Up a rough track, through a field, over a bridge and through a gate, your author finds Ellie Crossley - the first female warden of the Chillingham wild cattle - waiting patiently in her shed. From Easter to October, Ellie offers the chance to meet the Chillingham wild cattle, England's last herd of wild cows who have lived separately from the rest of the world in a secret park in the Northumberland hills for 800 years.
Once owned by the lords of Chillingham Castle - still standing just a few field away - the cattle are now in the care of the Chillingham Wild Cattle
Association, and the only way to see them is via one of Ellie's regular
£8 safaris, either on foot or in a tiny off-roader. The visits
occasionally offer the chance to watch a real bullfight or see a newborn
calf, but your author was just as content to watch these great beasts
scratching off their winter coats and happily munching grass on a spring
morning, just as they have been doing for centuries.
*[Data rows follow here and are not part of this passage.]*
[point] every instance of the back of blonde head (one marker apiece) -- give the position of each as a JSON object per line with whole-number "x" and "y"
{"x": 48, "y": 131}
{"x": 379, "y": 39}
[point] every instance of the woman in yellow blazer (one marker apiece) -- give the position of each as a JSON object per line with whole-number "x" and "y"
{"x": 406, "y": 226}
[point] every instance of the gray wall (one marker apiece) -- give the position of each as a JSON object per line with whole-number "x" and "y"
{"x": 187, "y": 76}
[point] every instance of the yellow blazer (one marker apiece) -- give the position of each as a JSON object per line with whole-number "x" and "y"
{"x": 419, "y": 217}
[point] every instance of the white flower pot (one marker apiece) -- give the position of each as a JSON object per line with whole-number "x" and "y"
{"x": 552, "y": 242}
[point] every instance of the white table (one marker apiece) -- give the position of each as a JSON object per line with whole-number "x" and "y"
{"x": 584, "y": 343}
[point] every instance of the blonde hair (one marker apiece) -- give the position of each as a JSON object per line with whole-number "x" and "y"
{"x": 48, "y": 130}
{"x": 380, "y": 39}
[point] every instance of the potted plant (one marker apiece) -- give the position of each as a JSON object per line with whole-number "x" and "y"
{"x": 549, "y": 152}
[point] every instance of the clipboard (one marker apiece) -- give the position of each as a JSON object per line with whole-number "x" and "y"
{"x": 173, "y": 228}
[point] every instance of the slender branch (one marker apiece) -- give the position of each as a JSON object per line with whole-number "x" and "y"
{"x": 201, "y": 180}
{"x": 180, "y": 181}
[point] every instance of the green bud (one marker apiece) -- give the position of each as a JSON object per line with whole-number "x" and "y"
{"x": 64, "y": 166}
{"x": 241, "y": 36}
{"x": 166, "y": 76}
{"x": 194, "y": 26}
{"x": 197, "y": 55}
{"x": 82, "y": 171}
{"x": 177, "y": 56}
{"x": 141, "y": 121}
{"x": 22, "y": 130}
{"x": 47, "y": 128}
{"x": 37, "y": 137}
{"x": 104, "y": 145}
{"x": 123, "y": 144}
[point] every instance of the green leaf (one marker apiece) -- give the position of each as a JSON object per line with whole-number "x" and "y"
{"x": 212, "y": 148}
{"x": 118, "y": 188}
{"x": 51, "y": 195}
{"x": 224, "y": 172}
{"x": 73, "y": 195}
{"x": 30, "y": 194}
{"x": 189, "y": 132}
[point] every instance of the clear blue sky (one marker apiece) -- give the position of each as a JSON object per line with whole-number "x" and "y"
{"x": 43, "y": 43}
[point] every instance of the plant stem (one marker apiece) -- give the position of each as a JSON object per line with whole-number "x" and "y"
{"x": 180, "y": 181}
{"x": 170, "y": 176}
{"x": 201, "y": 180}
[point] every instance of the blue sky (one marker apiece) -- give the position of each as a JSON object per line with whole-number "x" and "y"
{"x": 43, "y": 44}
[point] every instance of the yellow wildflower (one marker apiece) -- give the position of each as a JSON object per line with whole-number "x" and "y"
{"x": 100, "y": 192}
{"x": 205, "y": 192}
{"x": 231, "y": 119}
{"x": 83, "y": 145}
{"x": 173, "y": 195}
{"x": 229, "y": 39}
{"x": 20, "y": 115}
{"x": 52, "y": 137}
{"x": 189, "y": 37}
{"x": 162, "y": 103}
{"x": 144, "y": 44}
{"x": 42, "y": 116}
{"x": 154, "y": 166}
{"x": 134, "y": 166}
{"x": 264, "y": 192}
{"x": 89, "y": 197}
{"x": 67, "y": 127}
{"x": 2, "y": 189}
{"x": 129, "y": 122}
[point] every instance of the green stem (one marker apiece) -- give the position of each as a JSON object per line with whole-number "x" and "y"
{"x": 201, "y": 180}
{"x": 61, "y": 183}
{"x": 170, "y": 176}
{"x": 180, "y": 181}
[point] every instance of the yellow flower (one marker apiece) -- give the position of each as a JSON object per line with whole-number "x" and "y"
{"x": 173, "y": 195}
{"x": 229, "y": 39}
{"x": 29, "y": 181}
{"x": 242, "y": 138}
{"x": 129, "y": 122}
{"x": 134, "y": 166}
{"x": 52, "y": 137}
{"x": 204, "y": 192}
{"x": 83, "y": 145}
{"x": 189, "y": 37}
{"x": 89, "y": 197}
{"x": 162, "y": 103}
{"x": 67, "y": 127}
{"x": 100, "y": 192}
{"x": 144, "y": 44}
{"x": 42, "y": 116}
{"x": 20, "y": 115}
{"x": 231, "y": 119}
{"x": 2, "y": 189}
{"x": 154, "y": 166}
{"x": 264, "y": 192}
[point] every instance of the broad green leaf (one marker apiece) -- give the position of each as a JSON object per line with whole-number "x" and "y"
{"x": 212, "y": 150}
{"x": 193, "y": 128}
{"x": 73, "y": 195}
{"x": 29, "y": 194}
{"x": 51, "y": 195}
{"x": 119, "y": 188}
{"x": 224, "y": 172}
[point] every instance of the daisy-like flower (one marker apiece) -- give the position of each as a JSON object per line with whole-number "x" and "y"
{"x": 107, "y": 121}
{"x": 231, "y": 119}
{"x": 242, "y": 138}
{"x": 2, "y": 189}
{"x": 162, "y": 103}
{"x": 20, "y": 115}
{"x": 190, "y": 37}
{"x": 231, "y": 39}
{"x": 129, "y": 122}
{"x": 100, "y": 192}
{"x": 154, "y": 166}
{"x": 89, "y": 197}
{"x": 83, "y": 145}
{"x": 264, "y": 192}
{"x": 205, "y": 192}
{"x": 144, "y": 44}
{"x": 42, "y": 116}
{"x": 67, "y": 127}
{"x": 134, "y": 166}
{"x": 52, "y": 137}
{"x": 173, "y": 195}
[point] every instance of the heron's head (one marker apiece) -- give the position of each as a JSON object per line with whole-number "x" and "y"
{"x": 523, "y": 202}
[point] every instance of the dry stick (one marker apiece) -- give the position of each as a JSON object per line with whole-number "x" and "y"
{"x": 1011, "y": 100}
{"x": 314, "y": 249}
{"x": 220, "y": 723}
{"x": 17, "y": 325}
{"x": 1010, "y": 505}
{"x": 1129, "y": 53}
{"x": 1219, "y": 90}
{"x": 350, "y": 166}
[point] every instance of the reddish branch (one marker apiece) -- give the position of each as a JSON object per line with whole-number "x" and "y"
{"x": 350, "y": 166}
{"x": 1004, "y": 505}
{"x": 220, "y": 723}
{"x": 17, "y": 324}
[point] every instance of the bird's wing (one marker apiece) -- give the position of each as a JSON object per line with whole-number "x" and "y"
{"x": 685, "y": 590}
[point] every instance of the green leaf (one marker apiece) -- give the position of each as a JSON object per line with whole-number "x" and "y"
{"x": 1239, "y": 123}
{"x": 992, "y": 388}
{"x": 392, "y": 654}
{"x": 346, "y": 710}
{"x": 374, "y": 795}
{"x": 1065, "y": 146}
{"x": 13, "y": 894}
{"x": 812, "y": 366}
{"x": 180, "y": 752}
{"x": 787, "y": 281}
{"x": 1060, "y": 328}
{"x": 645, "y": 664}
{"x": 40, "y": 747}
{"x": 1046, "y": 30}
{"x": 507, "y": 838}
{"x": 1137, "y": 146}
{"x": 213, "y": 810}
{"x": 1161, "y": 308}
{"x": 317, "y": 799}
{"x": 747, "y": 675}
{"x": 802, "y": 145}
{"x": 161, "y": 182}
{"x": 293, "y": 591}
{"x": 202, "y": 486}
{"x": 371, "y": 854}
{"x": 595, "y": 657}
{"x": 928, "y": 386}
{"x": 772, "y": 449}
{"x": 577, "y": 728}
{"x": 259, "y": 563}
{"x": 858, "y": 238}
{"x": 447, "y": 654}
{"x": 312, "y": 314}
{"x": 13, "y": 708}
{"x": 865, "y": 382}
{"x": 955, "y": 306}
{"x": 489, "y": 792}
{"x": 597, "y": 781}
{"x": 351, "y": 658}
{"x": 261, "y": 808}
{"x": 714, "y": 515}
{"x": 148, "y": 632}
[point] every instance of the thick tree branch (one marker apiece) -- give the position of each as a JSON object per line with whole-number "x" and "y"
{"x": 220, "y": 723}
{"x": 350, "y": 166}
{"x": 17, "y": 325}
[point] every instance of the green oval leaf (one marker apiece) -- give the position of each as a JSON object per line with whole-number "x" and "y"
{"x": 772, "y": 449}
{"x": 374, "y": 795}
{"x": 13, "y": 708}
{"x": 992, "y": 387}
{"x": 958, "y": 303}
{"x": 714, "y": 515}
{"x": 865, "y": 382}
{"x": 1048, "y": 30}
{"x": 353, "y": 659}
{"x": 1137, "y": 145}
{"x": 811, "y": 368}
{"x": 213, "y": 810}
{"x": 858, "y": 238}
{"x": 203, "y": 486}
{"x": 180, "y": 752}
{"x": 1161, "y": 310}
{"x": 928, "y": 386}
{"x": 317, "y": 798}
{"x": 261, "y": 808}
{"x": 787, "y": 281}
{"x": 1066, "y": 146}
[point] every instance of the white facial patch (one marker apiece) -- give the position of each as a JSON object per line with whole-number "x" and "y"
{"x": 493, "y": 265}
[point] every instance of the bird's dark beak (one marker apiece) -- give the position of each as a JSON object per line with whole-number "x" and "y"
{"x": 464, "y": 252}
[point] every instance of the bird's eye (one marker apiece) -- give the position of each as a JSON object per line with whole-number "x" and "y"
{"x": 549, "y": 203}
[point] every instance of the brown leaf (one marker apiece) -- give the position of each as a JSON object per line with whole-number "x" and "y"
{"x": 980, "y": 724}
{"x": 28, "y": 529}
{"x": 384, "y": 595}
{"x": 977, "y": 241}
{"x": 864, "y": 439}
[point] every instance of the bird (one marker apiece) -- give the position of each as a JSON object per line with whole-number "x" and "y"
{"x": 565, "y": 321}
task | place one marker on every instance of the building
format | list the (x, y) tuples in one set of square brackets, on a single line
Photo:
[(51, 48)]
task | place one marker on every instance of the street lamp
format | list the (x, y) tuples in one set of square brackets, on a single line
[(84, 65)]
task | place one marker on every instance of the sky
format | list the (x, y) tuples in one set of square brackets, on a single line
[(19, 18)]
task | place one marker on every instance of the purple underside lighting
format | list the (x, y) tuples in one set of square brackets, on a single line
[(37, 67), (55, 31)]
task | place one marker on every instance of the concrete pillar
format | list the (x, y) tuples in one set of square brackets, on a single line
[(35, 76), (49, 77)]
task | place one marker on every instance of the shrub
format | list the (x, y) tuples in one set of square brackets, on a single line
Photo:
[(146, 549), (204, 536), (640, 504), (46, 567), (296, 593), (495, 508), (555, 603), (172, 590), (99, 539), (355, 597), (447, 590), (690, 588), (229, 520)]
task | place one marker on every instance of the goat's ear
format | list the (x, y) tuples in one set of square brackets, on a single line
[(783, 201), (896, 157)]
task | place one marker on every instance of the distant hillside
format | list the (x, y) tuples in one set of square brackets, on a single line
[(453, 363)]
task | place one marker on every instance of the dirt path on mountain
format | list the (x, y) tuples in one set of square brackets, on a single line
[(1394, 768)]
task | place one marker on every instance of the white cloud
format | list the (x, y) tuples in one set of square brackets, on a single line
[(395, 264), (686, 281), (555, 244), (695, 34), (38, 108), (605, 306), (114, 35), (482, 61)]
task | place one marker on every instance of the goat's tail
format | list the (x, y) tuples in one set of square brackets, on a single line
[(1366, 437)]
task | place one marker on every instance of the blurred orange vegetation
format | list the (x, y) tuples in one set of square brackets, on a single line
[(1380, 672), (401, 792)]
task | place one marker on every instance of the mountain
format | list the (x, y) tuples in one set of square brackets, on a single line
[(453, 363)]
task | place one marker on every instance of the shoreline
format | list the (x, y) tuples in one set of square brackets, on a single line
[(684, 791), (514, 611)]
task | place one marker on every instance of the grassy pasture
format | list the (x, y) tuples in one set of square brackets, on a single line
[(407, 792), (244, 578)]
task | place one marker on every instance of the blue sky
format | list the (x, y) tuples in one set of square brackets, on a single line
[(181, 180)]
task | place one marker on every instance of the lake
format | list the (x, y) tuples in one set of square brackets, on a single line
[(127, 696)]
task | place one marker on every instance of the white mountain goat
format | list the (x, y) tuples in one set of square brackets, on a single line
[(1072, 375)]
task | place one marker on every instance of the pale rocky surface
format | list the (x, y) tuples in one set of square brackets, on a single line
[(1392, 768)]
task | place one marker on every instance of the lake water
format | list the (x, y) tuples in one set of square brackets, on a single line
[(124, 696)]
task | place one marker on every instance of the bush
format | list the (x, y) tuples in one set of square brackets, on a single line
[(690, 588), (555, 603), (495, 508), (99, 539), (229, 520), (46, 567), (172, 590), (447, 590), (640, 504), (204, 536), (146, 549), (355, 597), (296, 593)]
The herd has lived and died in these fields with minimal interference from humans - save the odd Victorian shooting party - since the 1300s. Calves are freeborn without the help of their keepers and they undergo no veterinary procedures. It's amazing to think that these animals have managed to survive in isolation from the herds of domestic cows who roam the rest of England's millions of acres of cattle pasture for so long.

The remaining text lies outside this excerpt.